А можете подробнее рассказать, что стало лучше?

— Я, живя в России, понимал, что это закончится какой-то катастрофой. Потому что если аккуратно приглядеться к тому, как все было устроено и не жить в иллюзиях… Человеку вообще свойственно делать вид, что можно закрыть глаза на что-то, и тогда этого не случится. Но если трезво смотреть на окружающую действительность, то все было понятно. У меня с детства не было особых иллюзий по поводу того, что случится. Единственное, в чем я ошибся — я думал, что основной удар этой слетевшей с катушек машины придется по своим, а он пришелся на другую страну. И я испытал большое облегчение, выйдя из этих отношений. Открылся огромный новый мир, новое человечество, новые разговоры, новые взгляды на себя, другое взаимодействие. Я всегда чувствовал себя человеком мира, и мне очень нравится это ощущение. Очень страшно отвечать на вопрос, что ты в отрыве от страны, в которой родился, но я за два года понял, что я вполне справляюсь.

Когда вы поняли, что в России все закончится плохо?

— Мои родители — социологи, я с детства читаю умные книжки. С 15 лет я читал «Новую газету», репортажи Политковской из Чечни, и у меня не было никаких иллюзий. Я много лет работал организатором частных и корпоративных мероприятий для богатых и влиятельных людей России, и их изнанка еще больше показывает, как все на самом деле устроено, от чего еще страшнее. Очень легко поверить, что это не пузырь, а ты правда заслуживаешь получать дофига денег из пустоты, но это не так, у тебя должна быть адекватная оценка самого себя. Это звучит странно, может быть, не понравится людям, на которых падают ракеты, но моя личная жизнь стала в сто раз лучше. Я чувствую себя честнее с собой, у меня меньше проблем с совестью, я востребован, у меня в этом смысле все супер, я много работаю и много от этого получаю.

Вы долгое время совмещали очень много профессий: журналист, музыкант, режиссер, сценарист, продюсер. Это было ради заработка или просто не могли выбрать?

— Я учился в архитектурном институте, много общался с хорошими архитекторами. Я смотрю на мир, на все его конструкции в 3D перспективе. Я кручу их в голове, поворачиваю по-разному. Если я вижу какую-то проблему, я пытаюсь понять, как ее решить таким образом. И этот прием привел меня к идеи, что в культуре все более-менее одно и то же. Какая разница, снимаешь ты кино, ставишь спектакль или пишешь песню — драматургически, сценарно и смыслово это одно и то же, это история, которую ты рассказываешь человеку про человека. вопрос только во владении разными языками. Мне интересно изучать эти разные языки и начинать их использовать как приёмы одного и того же высказывания. Мне кажется, что это в целом ключ к новой жизни в новом мире — приходить к людям и разговаривать с ними на их языках. Например, часть моих украинских друзей не хотят разговаривать по-русски, и мне не лень переводить то, что я хочу сказать, на украинский, если это облегчит нашу коммуникацию.
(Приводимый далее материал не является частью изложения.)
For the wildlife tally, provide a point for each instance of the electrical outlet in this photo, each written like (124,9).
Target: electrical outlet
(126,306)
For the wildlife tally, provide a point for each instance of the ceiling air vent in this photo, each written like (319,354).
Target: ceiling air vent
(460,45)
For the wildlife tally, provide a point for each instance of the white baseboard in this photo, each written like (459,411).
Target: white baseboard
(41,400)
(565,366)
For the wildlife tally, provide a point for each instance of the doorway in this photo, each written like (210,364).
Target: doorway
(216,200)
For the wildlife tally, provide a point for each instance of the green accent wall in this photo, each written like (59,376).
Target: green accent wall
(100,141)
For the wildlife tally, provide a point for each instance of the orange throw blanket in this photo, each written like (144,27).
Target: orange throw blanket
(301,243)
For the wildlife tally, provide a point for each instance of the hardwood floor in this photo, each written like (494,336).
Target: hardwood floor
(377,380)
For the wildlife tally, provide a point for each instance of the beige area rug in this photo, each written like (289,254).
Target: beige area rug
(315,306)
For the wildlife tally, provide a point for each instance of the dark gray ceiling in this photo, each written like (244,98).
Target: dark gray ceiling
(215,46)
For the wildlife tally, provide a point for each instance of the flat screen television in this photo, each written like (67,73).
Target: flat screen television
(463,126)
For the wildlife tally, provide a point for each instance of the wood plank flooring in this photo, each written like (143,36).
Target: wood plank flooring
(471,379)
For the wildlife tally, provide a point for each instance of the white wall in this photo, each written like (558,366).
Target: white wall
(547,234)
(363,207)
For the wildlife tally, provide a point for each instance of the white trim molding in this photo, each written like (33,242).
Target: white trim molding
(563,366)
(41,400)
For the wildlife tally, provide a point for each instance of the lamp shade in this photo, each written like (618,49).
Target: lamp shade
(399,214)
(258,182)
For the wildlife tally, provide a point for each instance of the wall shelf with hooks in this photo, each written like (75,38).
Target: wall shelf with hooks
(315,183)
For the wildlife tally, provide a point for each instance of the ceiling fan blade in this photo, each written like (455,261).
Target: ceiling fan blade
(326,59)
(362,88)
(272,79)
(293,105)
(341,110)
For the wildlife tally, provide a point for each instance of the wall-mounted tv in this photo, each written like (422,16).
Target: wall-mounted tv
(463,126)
Как война повлияла на то, чем вы сейчас занимаетесь? На ваше творчество?

— Я не являюсь жертвой войны, потому что на меня ничего не летит, и поэтому война напрямую не повлияла на мое творчество, но она стала гигантским триггером изменений и заставила очень много думать и все переосмыслять. Мне кажется, что последствия войны должны любого думающего человека заставить полностью переосмыслить всю свою жизнь и увидеть, как она была устроена. Это, с одной стороны, очень болезненный процесс. Я написал про это книгу: я с 91-го по 22-й год вспоминаю, как мы жили, что, как мне кажется, было правильно, что было неправильно. С другой же стороны это суперприятный процесс, потому что ты, пересобирая себя, как будто проводишь большую психотерапию себе, находишь новые смыслы, новых друзей, новую жизнь.

Вы говорите о книге «Самое большое чертово колесо»?

— Это книга, в которой я пытаюсь понять меру своей персональной ответственности за происходящие события и описать их. Это книга про жизнь креативной и сытой Москвы, живущей в бесконечном празднике, частью которой я 100% был, и попытка понять не посыпая голову пеплом, что можно было сделать по-другому, какие уроки из этого можно извлечь. Моя главная идея в том, что мне очень не нравится глобальная концепция стыда и вины. Мне кажется, это ни к чему хорошему не приводит, кроме рессентимента, агрессии и в конечном счете мести. Важно понять свою ответственность и делать то, что ты можешь сделать. От того, что я сейчас буду бить себя в грудь и говорить: «Я тварь, мразь и сволочь, я во всем виноват, и вообще все, что происходит, происходит из-за меня» ничего не изменится. Да и это не так. Оно происходит в том числе из-за меня, но степень моей ответственности можно высчитать, и она будет не очень большой. Вопрос в том, что я могу с этим сделать, кому я могу помочь и как это сделать. Я могу пойти перевести деньги, я могу найти жилье нуждающемуся человеку. Активное действие, мне кажется, намного важнее, чем причитание о собственной вине, которое никому не доставляет радости.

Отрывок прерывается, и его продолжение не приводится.